Maybe the future history of the web will be Chinese made. Multiple independent app platform on Android there. Also if standardization is slow and mired by incumbent company interests maybe something capable of a unilateral forward thrust into a big Market will have success
I think org-mode is good. But I think that it and markdown could have better syntax for links. Like a link doesn't have to be wrapped in an opener or closer, since any spaces can be escaped. So you could simply do:
A main goal of Markdown is to be easy for anyone to use. Having to substitute characters in a URL string might be fairly trivial for you or me, but certainly not for everybody.
It's a trade off definitely. The way I think of it is, how often would you have to sub? Rarely. Since most uris do not have spaces, and even putting a URL in an address bar will usually sub it.
On the plus side, having a simpler syntax for URLs I feel is more readable which is great for ease of use. I think ~ looks like a link, and @ makes sense semantically.
But to be sure I think the legacy syntax could remain as a fallback / alternative. New syntax is something that could be tried in a flavor.

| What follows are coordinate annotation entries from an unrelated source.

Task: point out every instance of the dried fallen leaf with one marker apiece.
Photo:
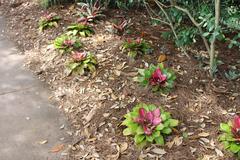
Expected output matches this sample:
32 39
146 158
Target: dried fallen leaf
57 148
115 156
178 140
43 142
219 152
193 149
90 115
159 151
123 147
203 134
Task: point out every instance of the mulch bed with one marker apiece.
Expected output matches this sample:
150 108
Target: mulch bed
95 104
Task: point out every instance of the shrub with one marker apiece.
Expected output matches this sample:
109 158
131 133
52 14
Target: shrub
90 11
231 135
136 47
80 29
161 79
66 44
48 21
82 63
148 124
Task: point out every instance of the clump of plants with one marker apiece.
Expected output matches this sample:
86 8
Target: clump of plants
136 47
148 124
66 43
82 62
231 135
49 21
160 79
89 12
82 30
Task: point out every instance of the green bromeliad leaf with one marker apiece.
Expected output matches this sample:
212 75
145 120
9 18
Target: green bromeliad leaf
145 75
159 140
135 129
228 139
139 138
135 48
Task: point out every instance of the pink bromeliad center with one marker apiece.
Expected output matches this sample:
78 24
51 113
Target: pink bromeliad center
158 78
68 43
79 56
236 127
149 120
139 40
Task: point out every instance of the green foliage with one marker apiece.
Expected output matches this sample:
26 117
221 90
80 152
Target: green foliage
90 11
232 75
48 21
160 79
49 3
82 30
136 47
203 13
159 132
66 44
86 64
228 140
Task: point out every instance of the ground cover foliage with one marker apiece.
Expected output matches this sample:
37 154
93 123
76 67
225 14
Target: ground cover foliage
94 80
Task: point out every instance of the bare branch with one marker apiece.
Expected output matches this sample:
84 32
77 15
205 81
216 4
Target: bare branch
198 25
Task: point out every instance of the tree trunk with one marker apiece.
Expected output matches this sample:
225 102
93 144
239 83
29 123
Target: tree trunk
212 47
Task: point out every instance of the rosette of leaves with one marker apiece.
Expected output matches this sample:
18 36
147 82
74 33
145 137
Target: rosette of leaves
148 124
231 135
82 63
66 43
82 30
136 47
160 79
49 21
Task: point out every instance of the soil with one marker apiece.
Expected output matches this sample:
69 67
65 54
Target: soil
95 104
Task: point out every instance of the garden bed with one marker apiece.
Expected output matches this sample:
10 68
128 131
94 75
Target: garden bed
95 104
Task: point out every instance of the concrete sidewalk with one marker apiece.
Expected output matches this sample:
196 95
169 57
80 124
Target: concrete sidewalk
26 116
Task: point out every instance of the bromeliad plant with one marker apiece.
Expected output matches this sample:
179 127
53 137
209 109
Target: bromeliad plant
136 47
82 63
49 21
66 44
82 30
231 135
148 124
161 79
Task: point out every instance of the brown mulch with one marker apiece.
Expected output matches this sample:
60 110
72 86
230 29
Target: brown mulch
95 105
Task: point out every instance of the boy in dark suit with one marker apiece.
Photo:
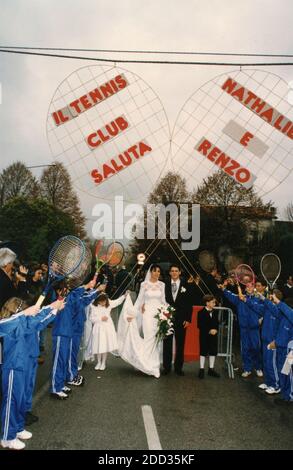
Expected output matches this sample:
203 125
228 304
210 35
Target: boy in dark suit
178 295
208 325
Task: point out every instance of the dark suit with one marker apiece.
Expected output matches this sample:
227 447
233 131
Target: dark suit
183 307
206 321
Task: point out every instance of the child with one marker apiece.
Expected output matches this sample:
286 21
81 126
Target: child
104 337
208 324
248 320
15 327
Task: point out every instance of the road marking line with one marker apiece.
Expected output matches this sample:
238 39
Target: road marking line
150 428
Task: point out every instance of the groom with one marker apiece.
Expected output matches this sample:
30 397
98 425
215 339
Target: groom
178 295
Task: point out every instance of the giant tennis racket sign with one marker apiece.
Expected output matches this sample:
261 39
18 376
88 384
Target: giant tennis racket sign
111 131
240 123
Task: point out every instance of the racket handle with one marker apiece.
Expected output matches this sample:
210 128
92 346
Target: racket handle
40 300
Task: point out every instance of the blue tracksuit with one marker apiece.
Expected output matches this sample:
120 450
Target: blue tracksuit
16 359
35 325
270 325
283 337
62 336
82 299
13 376
248 321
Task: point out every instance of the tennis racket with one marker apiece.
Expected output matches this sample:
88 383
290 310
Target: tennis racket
207 261
244 274
111 254
270 266
65 258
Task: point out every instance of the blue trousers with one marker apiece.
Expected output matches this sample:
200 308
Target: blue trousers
270 369
72 371
286 381
30 381
250 349
13 403
61 345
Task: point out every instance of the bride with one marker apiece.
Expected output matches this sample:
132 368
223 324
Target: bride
142 353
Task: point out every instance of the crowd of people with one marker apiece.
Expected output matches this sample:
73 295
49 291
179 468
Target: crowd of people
265 323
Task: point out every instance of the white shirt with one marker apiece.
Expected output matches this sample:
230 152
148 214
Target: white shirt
175 292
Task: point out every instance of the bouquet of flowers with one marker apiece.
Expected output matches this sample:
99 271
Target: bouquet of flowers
165 318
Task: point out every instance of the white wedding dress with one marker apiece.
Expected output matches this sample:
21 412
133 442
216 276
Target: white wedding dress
142 353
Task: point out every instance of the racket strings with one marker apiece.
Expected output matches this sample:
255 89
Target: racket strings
244 274
66 256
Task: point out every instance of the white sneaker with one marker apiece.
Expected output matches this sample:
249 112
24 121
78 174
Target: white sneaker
245 374
272 390
59 395
14 444
24 435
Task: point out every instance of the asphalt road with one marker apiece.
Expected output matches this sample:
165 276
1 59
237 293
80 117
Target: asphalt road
189 414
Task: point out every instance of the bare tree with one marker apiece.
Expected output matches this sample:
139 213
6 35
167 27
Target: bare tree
17 180
171 188
56 187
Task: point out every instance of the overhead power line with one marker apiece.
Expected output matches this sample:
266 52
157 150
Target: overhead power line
121 51
140 61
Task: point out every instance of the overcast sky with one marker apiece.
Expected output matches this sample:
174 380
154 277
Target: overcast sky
28 83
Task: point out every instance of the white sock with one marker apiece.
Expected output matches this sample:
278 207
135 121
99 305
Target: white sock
212 361
201 361
104 358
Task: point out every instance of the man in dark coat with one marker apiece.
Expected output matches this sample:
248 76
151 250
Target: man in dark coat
178 295
208 325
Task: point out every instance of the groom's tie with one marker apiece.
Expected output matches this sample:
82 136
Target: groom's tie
174 289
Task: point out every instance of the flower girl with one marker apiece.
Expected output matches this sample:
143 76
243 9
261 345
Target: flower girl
104 337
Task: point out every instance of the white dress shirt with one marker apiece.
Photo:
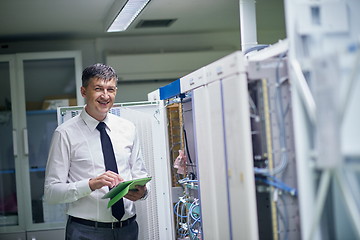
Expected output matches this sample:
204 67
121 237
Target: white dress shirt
76 155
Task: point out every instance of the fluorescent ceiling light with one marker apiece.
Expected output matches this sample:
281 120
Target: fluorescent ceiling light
127 15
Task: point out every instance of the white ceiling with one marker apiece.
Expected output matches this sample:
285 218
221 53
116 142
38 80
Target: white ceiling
72 19
48 19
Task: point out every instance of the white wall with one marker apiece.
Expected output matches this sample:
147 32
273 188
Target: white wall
95 50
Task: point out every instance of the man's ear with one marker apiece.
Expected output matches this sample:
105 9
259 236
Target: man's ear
83 91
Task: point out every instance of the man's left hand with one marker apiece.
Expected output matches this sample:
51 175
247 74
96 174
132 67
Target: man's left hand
137 193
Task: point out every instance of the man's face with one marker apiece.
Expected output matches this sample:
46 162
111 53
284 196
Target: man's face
99 96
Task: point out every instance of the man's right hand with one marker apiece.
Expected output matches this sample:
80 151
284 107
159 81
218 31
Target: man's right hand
108 178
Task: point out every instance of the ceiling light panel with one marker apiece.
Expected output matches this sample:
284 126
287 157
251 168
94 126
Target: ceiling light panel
127 15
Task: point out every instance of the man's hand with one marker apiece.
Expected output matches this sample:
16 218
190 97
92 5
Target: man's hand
108 178
135 195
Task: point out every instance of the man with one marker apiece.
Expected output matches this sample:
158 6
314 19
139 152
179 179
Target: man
77 172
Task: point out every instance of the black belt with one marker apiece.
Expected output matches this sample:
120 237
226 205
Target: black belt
102 224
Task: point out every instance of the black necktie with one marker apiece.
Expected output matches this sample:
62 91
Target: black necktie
110 164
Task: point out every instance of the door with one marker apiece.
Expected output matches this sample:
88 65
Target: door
33 85
11 218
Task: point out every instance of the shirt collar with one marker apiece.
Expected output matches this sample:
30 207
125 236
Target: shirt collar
92 122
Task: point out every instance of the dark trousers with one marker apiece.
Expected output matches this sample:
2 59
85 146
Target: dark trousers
78 231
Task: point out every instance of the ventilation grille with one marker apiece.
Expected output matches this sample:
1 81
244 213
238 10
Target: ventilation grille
155 23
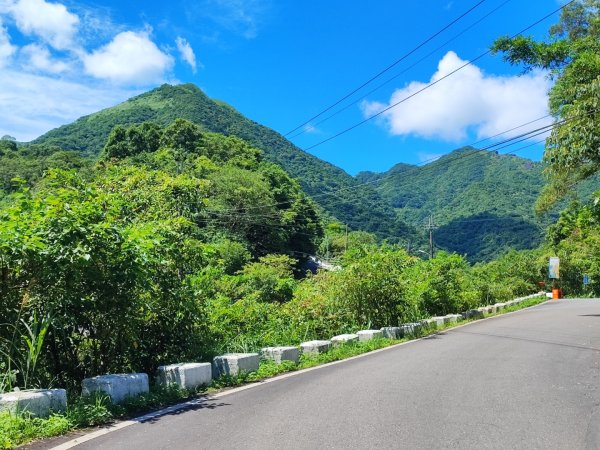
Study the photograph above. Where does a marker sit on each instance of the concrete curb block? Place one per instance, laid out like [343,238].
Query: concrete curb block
[315,347]
[117,386]
[367,335]
[39,402]
[188,375]
[234,364]
[88,437]
[279,354]
[343,339]
[391,332]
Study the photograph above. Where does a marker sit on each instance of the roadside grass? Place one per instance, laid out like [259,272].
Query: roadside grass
[95,410]
[21,428]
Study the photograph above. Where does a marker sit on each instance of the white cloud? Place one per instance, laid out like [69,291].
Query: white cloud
[467,100]
[243,17]
[6,48]
[39,58]
[32,104]
[52,22]
[187,52]
[428,157]
[131,57]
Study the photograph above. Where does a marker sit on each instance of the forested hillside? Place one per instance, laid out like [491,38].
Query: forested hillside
[482,202]
[334,189]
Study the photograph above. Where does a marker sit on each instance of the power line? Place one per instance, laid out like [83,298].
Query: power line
[370,80]
[501,144]
[430,85]
[389,80]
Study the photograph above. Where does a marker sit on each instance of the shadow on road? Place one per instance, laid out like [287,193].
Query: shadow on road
[176,410]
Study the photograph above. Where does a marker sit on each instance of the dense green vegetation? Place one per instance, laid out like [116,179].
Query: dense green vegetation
[191,237]
[333,189]
[175,243]
[481,201]
[572,55]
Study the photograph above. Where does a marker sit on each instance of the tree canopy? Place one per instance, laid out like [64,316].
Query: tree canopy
[572,55]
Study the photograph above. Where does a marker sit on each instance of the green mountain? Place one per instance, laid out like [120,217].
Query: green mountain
[481,202]
[360,207]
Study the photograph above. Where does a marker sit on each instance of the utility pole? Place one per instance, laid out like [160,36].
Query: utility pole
[430,227]
[346,238]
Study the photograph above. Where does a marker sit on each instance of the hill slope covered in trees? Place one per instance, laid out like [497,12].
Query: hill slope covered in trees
[482,202]
[335,190]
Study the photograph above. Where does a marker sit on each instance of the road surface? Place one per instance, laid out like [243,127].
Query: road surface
[528,380]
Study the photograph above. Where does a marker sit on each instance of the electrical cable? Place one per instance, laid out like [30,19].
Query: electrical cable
[430,85]
[388,67]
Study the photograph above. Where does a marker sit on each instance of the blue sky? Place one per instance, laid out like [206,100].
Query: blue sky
[280,63]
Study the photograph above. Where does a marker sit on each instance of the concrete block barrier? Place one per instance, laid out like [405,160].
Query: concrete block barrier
[474,314]
[233,364]
[439,321]
[38,402]
[188,375]
[367,335]
[279,354]
[429,323]
[315,347]
[452,318]
[344,338]
[391,332]
[118,386]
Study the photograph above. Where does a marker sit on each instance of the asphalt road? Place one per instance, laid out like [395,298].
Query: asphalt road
[529,380]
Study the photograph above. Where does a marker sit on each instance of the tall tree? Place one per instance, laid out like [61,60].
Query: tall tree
[572,55]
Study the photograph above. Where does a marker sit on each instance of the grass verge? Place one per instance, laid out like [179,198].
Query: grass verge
[97,409]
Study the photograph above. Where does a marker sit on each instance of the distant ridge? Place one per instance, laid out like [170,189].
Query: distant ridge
[482,201]
[361,207]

That's a good point. How do you create a "local working archive" of a website? It's a really good idea. Want to get started on working on some project like this?
Scrapbook extension for Firefox (one of the winners from either the first or second extension context IIRC) used to do this in a fantastic way.
You could download
- a page on it's own
- a page an all pages recursively for up to 3 levels
- optionally filtered by domain or path inside domain
- optionally including javascript (IIRC)
Sadly this is now broken in the new extension model and fixing it doesn't seem to be a priority.
Firefox is still my favourite browser by far but my enthusiasm isn't as strong as it used to be.
On the bright side even if it doesn't seem to be a priority work seems to progress on bringing the new extension APIs to a point where several of the old extensions can be recreated.
For those interested, the code is here: https://runkit.com/dosyago-coder-0/proxy
It does the simplest possible:
- prepends the URL form to the proxied html page
- prepends a <base> element with the proxied page's uri ( to ensure relative links point to the source and not the proxy )
- prepends a script which captures clicks on anchor links and instead of allowing the navigation to proceed submits the URL ( via the prepended form ) back to the endpoint
Also, for the sake of a technical challenge, I don't know how to get it to work on Amazon.com -- what happens is after the first load, any links clicked seem to break out of the proxy. Anyone who can work out why it doesn't work, please tell me!
edit: oops, seems as if the HN 'glance' of death ( not hug, this has only been on for 20 minutes ) kills it intermittently, and that runkit has a quota that is sometimes exceeded!